For individual investors or SMSF trustees, the advice from the investment professionals is to constantly monitor the holdings of their portfolio through a disciplined investment process and careful focus on dynamic asset allocation, tactical stock and sector selection, and portfolio rebalancing. Regular reviews with a financial adviser or investment professional can assess the efficacy of tactical asset allocation decisions, stock and sector selections, the market timing and implementation of investment decisions, risk objectives and the regularity of portfolio rebalancing. This may also be more urgent for a fund moving from accumulation phase into retirement phase as greater liquidity is likely to be part of the investment strategy.
Investors are likely to see prolonged periods of volatility resulting from the COVID-19 pandemic with asset classes producing different returns that challenge traditional asset allocation assumptions. The latest research suggests SMSF trustees have responded to market disruption by taking a more defensive stance and increased their cash and property allocations.
While bouts of short-term volatility are unnerving for all investors, they should remember that they are investing for the long-term. The best way to make a portfolio more durable and to mitigate risk is through asset allocation and portfolio rebalancing. Overall, investors should always be mindful of striking a balance between risk control and cost minimisation.
Diversification without borders
Having sufficient liquidity, allocating strategically, being adequately diversified across asset classes and considering tax loss re-harvesting are all critical ingredients for an investor’s long-term financial plan in the current market environment. While diversification does not always ensure a profit or prevent losses, it can potentially mitigate risk with some investments rising and others falling during episodes of heightened market stress. Like professional investment managers, SMSF trustees should diversify their investments across a range of asset classes, including styles (like growth and value), sectors/industries and geographies.
While shares – both Australian and international – and bonds tend to dominate most portfolios some investors prefer the safety of cash while others like to free up liquidity to invest in other asset classes when opportunities present. Commodities, listed property trusts and alternative investments like infrastructure are other areas to consider.

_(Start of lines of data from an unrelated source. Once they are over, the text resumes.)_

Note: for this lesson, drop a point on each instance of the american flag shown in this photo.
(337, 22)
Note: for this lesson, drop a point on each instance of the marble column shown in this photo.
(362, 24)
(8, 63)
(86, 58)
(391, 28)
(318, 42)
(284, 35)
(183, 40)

Spreading portfolio risk across different geographies should also be encouraged to avoid ‘home biases’ and concentration risk. This also means that if assets are located in a part of the world that is particularly vulnerable, the assets located in other areas will be able to compensate for any unexpected losses. The adoption of currency hedging and derivatives strategies should also be considered, where required, to avoid foreign exchange fluctuations and other unforeseen market events.
Depending on risk appetite and age, investment advisers generally recommend a large allocation to domestic and international shares counterbalanced by fixed income, commodities, infrastructure and property exposures in order to generate decent risk-adjusted returns.